# Video Game Classifier Project
Tyler Short and Gideon Keith-Stanley

### Background
The PC Games 2020 dataset contains the results of scraping and sorting the entire catalog of Valve's "Steam" video game store, and includes data on over 27,000 titles. These data include title, description, genre, price points, several success metrics, and more. We hypothesize that using the "bag of words" method as seen in email spam filters, we can train a machine learning model using the digested description of video games, and use that information to classify games by genre.

In [1]:
import numpy as np
import pandas as pd

### Data Loader
This routine downloads the dataset from OpenML.org and processes it with liac-arff. 

In [2]:
import arff

from urllib.request import urlretrieve

def load_game_data():
    url = 'https://api.openml.org/data/v1/download/22102514/PC-Games-2020.arff'
    filename = 'pc_game_dataset.arff'
    file, http_response = urlretrieve(url, filename)
    dataset = arff.load(open(file, 'r'))
    attributes = np.array(dataset['attributes'])
    data = np.array(dataset['data'])
    return data, attributes

# Use this to save bandwidth and time if the project has the data file already downloaded
def load_game_data_from_file():
    file = 'pc_game_dataset.arff'
    dataset = arff.load(open(file, 'r'))
    attributes = np.array(dataset['attributes'])
    data = np.array(dataset['data'])
    return data, attributes
    

In [3]:
data, attributes = load_game_data()

## Preprocessing
This code digests the dataset into the form we need and prepares it for use by the model.

In [4]:
from sklearn.feature_extraction.text import CountVectorizer
import matplotlib.pyplot as plt

In [5]:
A, b = load_game_data_from_file()

In [6]:
genre_docs = [str(n) for n in A[:,6]]
cv = CountVectorizer(lowercase=True, stop_words='english')
cv_result_a = cv.fit_transform(genre_docs)
y = cv_result_a.toarray()

In [7]:
docs = [str(n) for n in A[:,25]]
cv = CountVectorizer(lowercase=True, stop_words='english')
cv_result = cv.fit_transform(docs)
X = cv_result

In [8]:
X.shape, y.shape

((30250, 124736), (30250, 26))

## Multi-Class LinearSVC


In [16]:
from sklearn.model_selection import cross_val_score
from sklearn.model_selection import train_test_split
from sklearn.multiclass import OneVsRestClassifier
from sklearn.svm import LinearSVC

x_train, x_test, y_train, t_test = train_test_split(X, y, test_size = 0.3, random_state = 0)

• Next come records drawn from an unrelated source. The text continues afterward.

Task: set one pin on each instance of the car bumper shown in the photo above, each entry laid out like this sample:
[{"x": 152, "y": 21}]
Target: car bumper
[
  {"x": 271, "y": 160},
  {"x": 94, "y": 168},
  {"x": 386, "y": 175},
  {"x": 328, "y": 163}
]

classifier = OneVsRestClassifier(LinearSVC(loss='hinge', max_iter=10000))

The below cell takes almost 15 minutes to run and produces 0.15097520661157027 accuracy

In [15]:
accuracy = cross_val_score(classifier, X, y, cv=3, scoring='accuracy')
print(np.mean(accuracy))



0.15097520661157027


In [20]:
# from sklearn.decomposition import PCA

# pca = PCA(200)
# pca.fit(X)
# sparse_X = pca.components_

# accuracy = cross_val_score(classifier, sparse_X, y, cv=2, scoring='accuracy')
# print(np.mean(accuracy))

The below cell takes almost 15 minutes to run and produces 0.1626789757927357 accuracy with 50 estimators

In [19]:
from sklearn.ensemble import RandomForestClassifier
classifier = RandomForestClassifier(n_estimators=50)
accuracy = cross_val_score(classifier, X, y, cv=3, scoring='accuracy')
print(np.mean(accuracy))

0.1626789757927357